# Link anchors

The numeric markers in the text can be clicked to jump down to the corresponding item in the reference list, and back. This is done with `<a href="#…">` links targetting matching `id="…"` anchors.

> **Warning:** You know that e.g. `<` and `"` need to be "HTML escaped" in both `href="…"` and `id="…"`. In addition, the browser will apply URL decoding to `href="…"`. You need to URL encode `href="…"` but not `id="…"` to make them work together seamlessly. `AnchorFormatter` implements this.

## Down to the footnote

The anchor to jump down to a list item is prefixed `cite_note-`, followed by:
* For unnamed references: The numeric id of the reference, e.g. `cite_note-1`.
* For named references: The reference's name, a dash, and the numeric id, e.g. `cite_note-Britannica-2`.

> **Warning:** A reference's name alone is not necessarily unique because of additional underscore normalization (see `AnchorFormatter::normalizeFragmentIdentifier`). For example, `name="a b"` and `name="a__b"` are different names that both become `cite_note-a_b-…` as an anchor. Only the additional id makes them unique.

This is implemented in `AnchorFormatter::getNoteIdentifier`, used by both parsers.

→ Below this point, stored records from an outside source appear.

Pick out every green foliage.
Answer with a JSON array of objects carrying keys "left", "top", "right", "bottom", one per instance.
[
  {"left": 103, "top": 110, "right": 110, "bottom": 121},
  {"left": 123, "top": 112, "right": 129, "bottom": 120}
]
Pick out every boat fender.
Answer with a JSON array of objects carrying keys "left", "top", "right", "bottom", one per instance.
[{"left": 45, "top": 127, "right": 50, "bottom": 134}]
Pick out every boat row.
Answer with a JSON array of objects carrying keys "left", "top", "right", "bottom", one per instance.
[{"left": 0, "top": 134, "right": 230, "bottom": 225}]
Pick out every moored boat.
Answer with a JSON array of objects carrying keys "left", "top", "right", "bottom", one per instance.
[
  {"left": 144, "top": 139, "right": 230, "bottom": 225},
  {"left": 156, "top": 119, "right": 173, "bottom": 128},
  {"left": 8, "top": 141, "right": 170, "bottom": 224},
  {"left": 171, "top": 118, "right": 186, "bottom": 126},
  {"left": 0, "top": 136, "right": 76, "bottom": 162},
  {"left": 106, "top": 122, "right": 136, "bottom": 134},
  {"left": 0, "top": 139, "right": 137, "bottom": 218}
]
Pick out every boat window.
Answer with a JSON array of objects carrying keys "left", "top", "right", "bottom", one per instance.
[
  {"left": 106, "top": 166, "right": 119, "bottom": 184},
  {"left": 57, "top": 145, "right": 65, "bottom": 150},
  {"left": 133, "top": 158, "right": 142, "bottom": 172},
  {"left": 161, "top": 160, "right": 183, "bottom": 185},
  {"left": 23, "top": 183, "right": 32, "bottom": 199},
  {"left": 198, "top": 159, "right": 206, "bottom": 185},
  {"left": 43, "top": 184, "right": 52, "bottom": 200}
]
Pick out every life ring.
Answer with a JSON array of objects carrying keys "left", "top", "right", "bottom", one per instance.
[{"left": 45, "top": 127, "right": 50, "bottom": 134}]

## Back up to the article text

The anchor to jump back up to one of possibly multiple footnote markers is prefixed `cite_ref-`, followed by:
* For unnamed references: The numeric id of the reference, e.g. `cite_ref-1`.
* For named references that are not re-used: The reference's name, an underscore, numeric id, a dash, and a zero, e.g. `cite_ref-Britannica_2-0`.
* For named references that are re-used: As above, except with any number in place of the zero.

This is implemented in `AnchorFormatter::getBacklinkIdentifier`, used by both parsers.

**Additional notes:**
* As above, the name alone is not necessarily unique.
* The underscore normalization happens for historical reasons because the legacy parser creates links by parsing wikitext like `[[#cite_note-a b-1]]`. The MediaWiki parser enforces some normalizations on such wikitext. Parsoid re-implements this behavior only for compatibility, but doesn't really need to for any technical reason.
* The numeric identifier is global per document and increments for any `<ref>` tag in the document, no matter which group. This is **not** the same as the number visible in the footnote marker.
* Re-uses are 0-based. This is only for historical reasons and could as well be changed to be 1-based.